Anche se i miR vengono prodotti all’interno delle cellule, dove esercitano la loro funzione, alcuni miR possono introdursi nei liquidi corporei come il sangue. Poiché queste molecole sono altamente resistenti alla degradazione, i miR circolanti possono essere candidati ideali nella ricerca di biomarcatori che possono aiutare nella diagnosi di alcune malattie.

Per determinare se i miRNA circolanti sono stati associati con la malattia, lo stadio della malattia e della disabilità nella SM, i ricercatori hanno analizzato i campioni di sangue di 26 pazienti con Sclerosi Multipla e 20 soggetti sani. Dopo una prima osservazione che più di 650 microRNA potrebbero essere rilevati tra i partecipanti, i ricercatori hanno successivamente convalidato che i microRNA si trovano ad avere un’espressione significativamente differente nei campioni dei pazienti con SM confrontandoli con una popolazione aggiuntiva di 58 pazienti affetti da SM, 30 soggetti sani, e 74 campioni da partecipanti con altre malattie, come ad esempio, la sclerosi laterale amiotrofica (SLA) l’Alzheimer, l’asma e l’artrite reumatoide.
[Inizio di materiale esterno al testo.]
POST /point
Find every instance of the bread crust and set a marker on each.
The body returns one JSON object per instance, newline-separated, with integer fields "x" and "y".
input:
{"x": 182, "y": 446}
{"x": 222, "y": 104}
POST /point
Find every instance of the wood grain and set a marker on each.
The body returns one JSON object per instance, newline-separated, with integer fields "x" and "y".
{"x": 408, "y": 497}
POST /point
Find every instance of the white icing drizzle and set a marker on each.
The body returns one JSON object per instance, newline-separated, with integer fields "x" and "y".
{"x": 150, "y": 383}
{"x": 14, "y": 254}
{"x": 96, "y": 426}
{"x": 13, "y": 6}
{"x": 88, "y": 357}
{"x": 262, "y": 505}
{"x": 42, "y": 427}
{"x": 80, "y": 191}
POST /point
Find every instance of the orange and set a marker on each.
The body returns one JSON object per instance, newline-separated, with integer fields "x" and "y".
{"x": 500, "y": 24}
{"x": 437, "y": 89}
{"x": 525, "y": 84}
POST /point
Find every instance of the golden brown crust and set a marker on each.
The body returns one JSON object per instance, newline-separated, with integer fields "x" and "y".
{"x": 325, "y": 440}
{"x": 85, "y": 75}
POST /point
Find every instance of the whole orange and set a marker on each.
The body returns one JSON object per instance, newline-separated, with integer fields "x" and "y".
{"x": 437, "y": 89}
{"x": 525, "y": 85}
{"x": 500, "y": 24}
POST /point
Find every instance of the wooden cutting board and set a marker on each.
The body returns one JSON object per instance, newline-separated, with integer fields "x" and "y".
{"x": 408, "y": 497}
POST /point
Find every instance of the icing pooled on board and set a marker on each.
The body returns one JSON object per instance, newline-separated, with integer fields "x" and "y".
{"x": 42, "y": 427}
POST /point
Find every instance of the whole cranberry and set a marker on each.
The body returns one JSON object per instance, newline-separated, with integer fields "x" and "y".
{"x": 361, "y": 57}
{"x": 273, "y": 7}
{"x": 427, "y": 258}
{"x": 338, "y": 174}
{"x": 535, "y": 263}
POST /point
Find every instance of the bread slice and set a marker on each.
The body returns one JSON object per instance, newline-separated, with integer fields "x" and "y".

I risultati hanno mostrato un totale di sette differenti microRNA tra i pazienti con SM e i partecipanti sani. In particolare, i livelli di espressione di miR-320a sono risultati significativamente aumentati nei pazienti con SM; si pensa che tale miR che sia responsabile della regolazione dei geni associati alla permeabilità della barriera emato-encefalica (una barriera che protegge il cervello selezionando le molecole che entrano e quali no).

Inoltre, quando i pazienti con SM recidivante-remittente (SMRR) sono stati confrontati con i pazienti con SM progressiva, due miR hanno presentato un’associazione con la progressione della malattia, vale a dire miR-27a-3p. Inoltre, 10 diversi miR sono stati associati con la Expanded Disability Status Scale (EDSS).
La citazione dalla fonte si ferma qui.